Nasıl olur ki dönüşü,o kopuşun..?
İçinde fırtınalar koparken,o ılık ılık esen meltemli,mutlu sıcacık günlere yeniden dönebilmek,özlemlerine,hasret çektiklerine dokunabilmek..!
Mümkünmü..?
Ama sen..
yine de gel dedin gel..
"Yine birlikte el ele olalım,yürüyelim" dedin, eskisi gibi güneşin ellerini uzatabildiği yerlere..! İstersen arada bir dönüp bakarız maziye;hani o anılarda kalan mutlu günlere..!
Bense;
Ben se o günlerin hasretiyle yanıp tutuşsam da,içimde esen o özlem yüklü,hasret yüklü kahredici fırtınalara inat..
Acı bir tebessüm belirir de yüzümde..
Lal olur dilim..
Susarım..
// Adsız uçurumlara dik dik bakıyorken gözlerim
üstüme sonbaharın hazanından dökülüyorken hüzünler
ve parlamıyorken güneşin elleri
nasıl sarılırım şimdi...
“gel" dedi
"sus "dedim...
öpülmesi gereken çok masal var gökyüzünde....//
Ve sen,artık vazgeç dedin,o bitmek bilmeyen, seni kahredip azar azar tüketen hayellerden..!
"Gel" dedin,
Düşünürken bile içimi ürperten gerçeklere..!
Oysa ben..
Sana çok uzak bir yerlerde..
Gözlerim,gökyüzünün ta derinliklerinde..
Öpülmesi gereken daha çok masallar diyorum..
Artık..
Herşey için çok geç..
N'nolur beni boşuna bekleme..!!
Der gibiydi bu hüzün yüklü şiir..
Değerli şairenin karamsarlığın cenderesinde, aydınlığın,mutluluğun hayalini bile kurmaya cesaret edemediği o hüzün yüklü duyguların sarmalında, kaleme aldığına inandığım,okunması yine hayli etkileyici, verilen emeğin karşılığını fazlasıyla vermiş,yine mükemmel ötesi güzel bir şiiri..
Kaleminize yüreğinize sağlık Canan Hanım..Canı gönülden kutluyorum..
Herşey gönlünüzce olsun..
Selam,sevgi ve saygılarımla..
Bir kaç defa okudum bu harika yorumunuzu.. Satır satır dolaşmışsınız şiirimde.. Üstelik dokunmuşsunuz hüzne..Onur duydum dost şair... Yazacağım hiç bir kelime yeterli değil kattığınız değer için...
sonsuz saygı ve sevgilerimle...
var olun...
İnsan öz yurdundan çıktığından beri.
Nasıl ki der: Ben sevgiyim.
Sararan yapraklar savrulurken insan görmüyor.
Fakat o çocuğun ruhuna sonbahar giydirecek ağaçlar yok.
O başkadır.
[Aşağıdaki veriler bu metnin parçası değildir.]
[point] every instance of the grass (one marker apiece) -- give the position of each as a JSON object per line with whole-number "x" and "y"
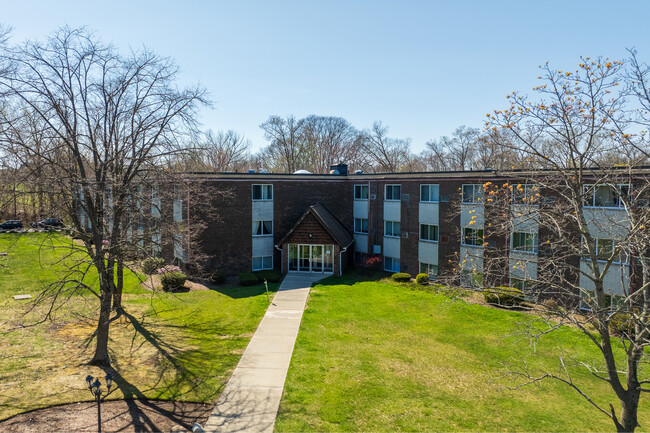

Lakin hep yalnızlık geliyor.
Zorla bize sevgi ver diyen sesi bile getirmiyor rüzgar.
Şems vakti saçımızı kes diyen mevsim bulamıyorum.
Diğer duygular gel müridim ol diyor manana.
Kamil bir insanı bulabilmek için dönüp dolaştım.
Sonunda bulduğum bir garip mezar taşı.
Birçok insan şehrini gezmiş dualar.
Sayısız gönül dostlarının huzuruna erişmiş sevgi.
Zaten insanın gönlüne talip olanların vazifesinden birisi de, aşka seyri sülük niyetiyle seyahate samimiyet.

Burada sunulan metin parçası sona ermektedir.